Tethers Unlimited, Inc.
Currently, satellites are built and tested on the ground, and then launched into space aboard rockets. As a result, a large fraction of the engineering cost and launch mass of space systems is required exclusively to ensure the system survives the launch environment. This is particularly true for systems with physically large components, such as antennas, booms, and panels, which must be designed to stow for launch and then deploy reliably on orbit. Furthermore, the performance of these systems are largely determined by the sizes of their apertures, solar panels, and other key components, and the sizes of these structures are limited by the requirement to stow them within available launch shrouds. Current State-Of-the-Art (SOA) deployable technologiess enable apertures, baselines, and arrays of up to several dozen meters to be stowed within existing launch shrouds. However, the cost deployables increases quickly with increased size, driven by the complexity of the mechanisms required to enable them to fold up within the available volume as well as the testing necessary to ensure they deploy reliably on orbit. As a result, aperture sizes significantly beyond 100 meters are not feasible or affordable with current technologies.

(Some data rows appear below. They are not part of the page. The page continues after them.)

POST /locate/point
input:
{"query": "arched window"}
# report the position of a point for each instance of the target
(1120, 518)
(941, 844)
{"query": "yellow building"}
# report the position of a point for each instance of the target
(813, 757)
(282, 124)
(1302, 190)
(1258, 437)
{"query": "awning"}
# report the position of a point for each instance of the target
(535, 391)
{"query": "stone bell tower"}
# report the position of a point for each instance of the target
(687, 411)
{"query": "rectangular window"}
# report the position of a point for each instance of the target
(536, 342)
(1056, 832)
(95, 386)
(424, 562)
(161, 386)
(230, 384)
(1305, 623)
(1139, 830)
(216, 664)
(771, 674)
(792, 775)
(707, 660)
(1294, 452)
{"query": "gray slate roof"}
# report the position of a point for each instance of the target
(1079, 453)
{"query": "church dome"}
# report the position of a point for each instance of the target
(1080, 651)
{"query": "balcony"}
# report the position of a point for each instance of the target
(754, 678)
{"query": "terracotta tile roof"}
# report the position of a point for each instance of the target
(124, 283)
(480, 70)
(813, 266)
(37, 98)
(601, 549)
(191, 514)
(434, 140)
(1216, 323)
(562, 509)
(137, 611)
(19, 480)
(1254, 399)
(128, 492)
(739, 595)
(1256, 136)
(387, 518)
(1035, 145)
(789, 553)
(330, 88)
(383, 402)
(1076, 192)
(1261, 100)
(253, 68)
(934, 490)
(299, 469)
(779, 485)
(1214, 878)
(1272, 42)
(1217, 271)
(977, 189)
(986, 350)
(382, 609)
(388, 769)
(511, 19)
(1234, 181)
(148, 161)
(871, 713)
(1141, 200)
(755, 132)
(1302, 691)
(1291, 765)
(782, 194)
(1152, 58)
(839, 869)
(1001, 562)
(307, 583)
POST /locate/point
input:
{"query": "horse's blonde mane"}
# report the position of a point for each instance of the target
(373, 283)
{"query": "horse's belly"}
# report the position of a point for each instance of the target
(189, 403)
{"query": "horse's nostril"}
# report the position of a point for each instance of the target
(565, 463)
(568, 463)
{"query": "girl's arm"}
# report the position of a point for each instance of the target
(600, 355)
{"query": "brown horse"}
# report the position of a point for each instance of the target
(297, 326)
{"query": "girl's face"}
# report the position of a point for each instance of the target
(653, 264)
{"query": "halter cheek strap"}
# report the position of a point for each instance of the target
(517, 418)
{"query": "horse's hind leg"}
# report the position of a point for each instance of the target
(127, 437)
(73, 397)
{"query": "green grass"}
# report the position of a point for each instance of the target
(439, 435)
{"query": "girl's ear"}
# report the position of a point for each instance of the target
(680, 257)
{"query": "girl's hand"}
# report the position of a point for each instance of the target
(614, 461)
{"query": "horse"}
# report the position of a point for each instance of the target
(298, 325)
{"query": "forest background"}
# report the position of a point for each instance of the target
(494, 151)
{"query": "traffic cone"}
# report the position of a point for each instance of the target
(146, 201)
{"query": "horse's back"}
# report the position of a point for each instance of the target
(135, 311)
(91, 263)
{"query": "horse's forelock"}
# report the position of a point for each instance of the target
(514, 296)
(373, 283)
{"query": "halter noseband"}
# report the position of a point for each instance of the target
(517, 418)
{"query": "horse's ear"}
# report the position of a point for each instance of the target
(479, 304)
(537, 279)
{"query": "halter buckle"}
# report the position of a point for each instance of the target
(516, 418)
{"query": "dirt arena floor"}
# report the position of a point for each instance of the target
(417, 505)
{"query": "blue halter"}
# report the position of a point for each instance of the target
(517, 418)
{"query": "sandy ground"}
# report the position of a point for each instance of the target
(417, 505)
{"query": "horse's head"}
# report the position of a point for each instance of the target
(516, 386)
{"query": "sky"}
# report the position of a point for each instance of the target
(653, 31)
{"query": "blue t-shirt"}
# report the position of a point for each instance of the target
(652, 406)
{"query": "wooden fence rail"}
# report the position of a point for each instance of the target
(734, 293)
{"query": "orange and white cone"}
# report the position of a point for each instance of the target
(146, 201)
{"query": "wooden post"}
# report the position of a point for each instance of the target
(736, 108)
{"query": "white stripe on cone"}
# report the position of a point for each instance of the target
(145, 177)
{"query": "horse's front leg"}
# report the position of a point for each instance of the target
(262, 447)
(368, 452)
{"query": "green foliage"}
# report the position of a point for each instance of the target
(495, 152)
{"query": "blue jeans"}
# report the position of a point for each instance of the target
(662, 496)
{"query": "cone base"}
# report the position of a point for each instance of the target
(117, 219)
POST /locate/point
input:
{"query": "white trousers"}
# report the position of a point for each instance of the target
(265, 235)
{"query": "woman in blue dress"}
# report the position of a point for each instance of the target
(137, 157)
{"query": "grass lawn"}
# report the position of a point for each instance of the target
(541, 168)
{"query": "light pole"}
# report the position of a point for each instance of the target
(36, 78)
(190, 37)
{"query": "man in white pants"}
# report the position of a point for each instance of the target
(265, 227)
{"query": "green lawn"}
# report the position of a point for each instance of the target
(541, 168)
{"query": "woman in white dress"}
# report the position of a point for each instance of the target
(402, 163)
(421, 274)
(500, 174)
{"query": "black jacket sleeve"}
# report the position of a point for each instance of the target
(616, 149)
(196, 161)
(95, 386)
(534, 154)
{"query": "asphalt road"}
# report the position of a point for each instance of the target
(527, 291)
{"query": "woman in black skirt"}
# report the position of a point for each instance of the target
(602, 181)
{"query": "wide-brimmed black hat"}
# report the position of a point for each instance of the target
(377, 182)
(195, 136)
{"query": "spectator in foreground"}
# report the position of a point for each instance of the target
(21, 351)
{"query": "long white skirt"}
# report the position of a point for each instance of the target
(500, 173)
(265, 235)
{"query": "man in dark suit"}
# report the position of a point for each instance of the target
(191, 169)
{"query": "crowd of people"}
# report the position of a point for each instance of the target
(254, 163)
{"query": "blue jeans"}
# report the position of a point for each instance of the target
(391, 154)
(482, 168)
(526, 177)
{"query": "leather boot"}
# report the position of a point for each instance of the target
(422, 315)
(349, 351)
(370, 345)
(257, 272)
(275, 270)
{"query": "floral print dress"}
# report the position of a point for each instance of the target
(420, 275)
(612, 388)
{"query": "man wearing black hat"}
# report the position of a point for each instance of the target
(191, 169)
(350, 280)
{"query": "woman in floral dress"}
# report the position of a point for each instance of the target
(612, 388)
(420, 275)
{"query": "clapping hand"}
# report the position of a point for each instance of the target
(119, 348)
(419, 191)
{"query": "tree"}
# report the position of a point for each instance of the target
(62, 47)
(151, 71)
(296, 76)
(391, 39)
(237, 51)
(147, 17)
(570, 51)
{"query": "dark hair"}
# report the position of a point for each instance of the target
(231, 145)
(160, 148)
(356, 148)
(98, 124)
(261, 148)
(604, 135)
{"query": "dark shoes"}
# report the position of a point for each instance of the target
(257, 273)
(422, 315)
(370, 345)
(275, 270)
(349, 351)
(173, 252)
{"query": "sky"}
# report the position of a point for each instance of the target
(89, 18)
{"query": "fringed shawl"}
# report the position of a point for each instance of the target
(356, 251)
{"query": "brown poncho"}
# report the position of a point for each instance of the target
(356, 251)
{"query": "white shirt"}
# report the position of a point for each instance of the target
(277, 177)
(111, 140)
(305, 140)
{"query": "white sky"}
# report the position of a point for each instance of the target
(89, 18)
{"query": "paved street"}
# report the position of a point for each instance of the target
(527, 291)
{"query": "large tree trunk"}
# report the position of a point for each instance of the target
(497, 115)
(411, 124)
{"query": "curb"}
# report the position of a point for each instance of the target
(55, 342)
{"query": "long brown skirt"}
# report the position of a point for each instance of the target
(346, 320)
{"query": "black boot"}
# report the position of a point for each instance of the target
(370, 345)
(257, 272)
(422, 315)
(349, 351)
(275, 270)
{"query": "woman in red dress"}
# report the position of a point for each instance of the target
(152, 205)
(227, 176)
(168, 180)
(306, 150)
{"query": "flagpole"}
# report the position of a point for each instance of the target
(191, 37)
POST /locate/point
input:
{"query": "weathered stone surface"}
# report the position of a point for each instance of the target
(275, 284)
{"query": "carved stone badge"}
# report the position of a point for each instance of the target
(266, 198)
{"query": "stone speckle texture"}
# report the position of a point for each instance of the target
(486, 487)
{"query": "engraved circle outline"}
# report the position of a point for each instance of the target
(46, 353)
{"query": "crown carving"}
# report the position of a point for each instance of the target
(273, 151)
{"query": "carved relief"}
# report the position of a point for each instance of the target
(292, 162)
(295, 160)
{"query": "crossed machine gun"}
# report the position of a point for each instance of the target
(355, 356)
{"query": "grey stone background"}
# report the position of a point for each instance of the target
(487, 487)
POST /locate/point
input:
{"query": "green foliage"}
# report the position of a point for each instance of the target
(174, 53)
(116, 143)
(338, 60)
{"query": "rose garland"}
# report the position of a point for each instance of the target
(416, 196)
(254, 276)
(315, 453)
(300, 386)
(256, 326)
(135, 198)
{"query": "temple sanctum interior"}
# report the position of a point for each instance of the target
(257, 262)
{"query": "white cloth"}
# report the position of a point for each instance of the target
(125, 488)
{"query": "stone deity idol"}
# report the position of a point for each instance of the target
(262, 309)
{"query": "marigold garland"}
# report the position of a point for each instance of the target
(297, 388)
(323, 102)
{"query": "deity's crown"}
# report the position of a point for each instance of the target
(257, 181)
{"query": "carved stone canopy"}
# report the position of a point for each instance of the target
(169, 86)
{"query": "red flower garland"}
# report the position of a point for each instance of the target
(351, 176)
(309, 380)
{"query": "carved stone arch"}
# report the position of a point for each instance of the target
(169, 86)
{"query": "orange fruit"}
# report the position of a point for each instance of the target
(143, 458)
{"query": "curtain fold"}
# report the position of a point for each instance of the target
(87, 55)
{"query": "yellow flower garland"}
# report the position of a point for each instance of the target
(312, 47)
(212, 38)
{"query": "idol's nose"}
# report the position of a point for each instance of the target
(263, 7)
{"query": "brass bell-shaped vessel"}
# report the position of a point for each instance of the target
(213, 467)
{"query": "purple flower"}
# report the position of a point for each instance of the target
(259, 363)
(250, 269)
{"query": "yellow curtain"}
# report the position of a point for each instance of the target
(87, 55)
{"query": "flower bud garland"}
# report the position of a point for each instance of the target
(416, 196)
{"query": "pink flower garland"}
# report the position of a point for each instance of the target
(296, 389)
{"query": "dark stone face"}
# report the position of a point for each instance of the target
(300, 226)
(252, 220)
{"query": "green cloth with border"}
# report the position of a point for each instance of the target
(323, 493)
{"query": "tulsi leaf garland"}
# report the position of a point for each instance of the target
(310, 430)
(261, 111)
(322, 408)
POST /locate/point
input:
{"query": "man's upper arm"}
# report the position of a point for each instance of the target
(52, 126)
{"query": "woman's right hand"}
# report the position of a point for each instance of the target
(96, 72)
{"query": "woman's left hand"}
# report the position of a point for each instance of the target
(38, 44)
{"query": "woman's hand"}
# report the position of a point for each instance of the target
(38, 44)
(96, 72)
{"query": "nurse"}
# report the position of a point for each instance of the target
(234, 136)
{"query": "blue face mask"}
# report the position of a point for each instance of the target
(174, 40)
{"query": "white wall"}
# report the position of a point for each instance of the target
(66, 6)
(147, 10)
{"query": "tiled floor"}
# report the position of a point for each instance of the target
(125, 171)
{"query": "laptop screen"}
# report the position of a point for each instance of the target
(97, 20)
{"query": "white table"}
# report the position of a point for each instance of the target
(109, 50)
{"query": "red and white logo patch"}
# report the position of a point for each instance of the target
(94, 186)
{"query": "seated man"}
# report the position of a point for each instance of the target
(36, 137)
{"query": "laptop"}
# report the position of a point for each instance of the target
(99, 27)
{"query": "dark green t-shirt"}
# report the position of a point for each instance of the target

The SpiderFab effort has investigated the value proposition and technical feasibility of radically changing the way we build and deploy spacecraft in order to escape the size constraints and cost scaling of current space systems. The vision that has motivated this effort is that of creating a satellite ‘chrysalis’, composed of raw material in a compact and durable form, ‘software DNA’ assembly instructions, and the capability to transform itself on-orbit to form a high-performance operational space system. SpiderFab enables this transformational capability by adapting additive manufacturing techniques and robotic assembly technologies to fabricate and integrate large space systems on-orbit. Fabricating spacecraft components on-orbit enables order-of-magnitude increases in packing efficiency and structural performance. These improvements will enable NASA to escape the volumetric limitations of launch shrouds to create systems with extremely large apertures and very long baselines. The larger solar panels, antennas, booms, concentrators, and optics created with SpiderFab will deliver higher power, higher resolution, higher bandwidth, and higher sensitivity for a wide range of missions. Our Phase I analyses have established that on-orbit fabrication changes the cost equation for large space systems, enabling apertures to scale to hundreds or even thousands of meters in size while providing order-of-magnitude improvements in system performance-per-cost.
The transition potential of the SpiderFab concept is demonstrated by the fact that our Phase I NIAC effort has already resulted in a successful transition to post-NIAC efforts under a NASA/LaRC SBIR to further develop a process for on-orbit fabrication of support structures for high-power solar arrays. The proposed Phase II NIAC effort will build upon this success by developing and demonstrating methods to address the key risk of fabrication in the thermal and vacuum environment of space. It will also develop to PDR-level a concept design for a mission to demonstrate on-orbit fabrication and integration of a large RF aperture, and establish the value proposition for this capability by comparing key performance-to-cost metrics relative to conventional deployable technologies.
These Phase II SpiderFab efforts will enable a game-changing transition from the current method of deploying space systems, where we build, qualify, and launch a product unique to each mission, to one where we qualify and launch one process that can be used many times to reduce life-cycle costs, risks, and schedule for wide range of NASA missions.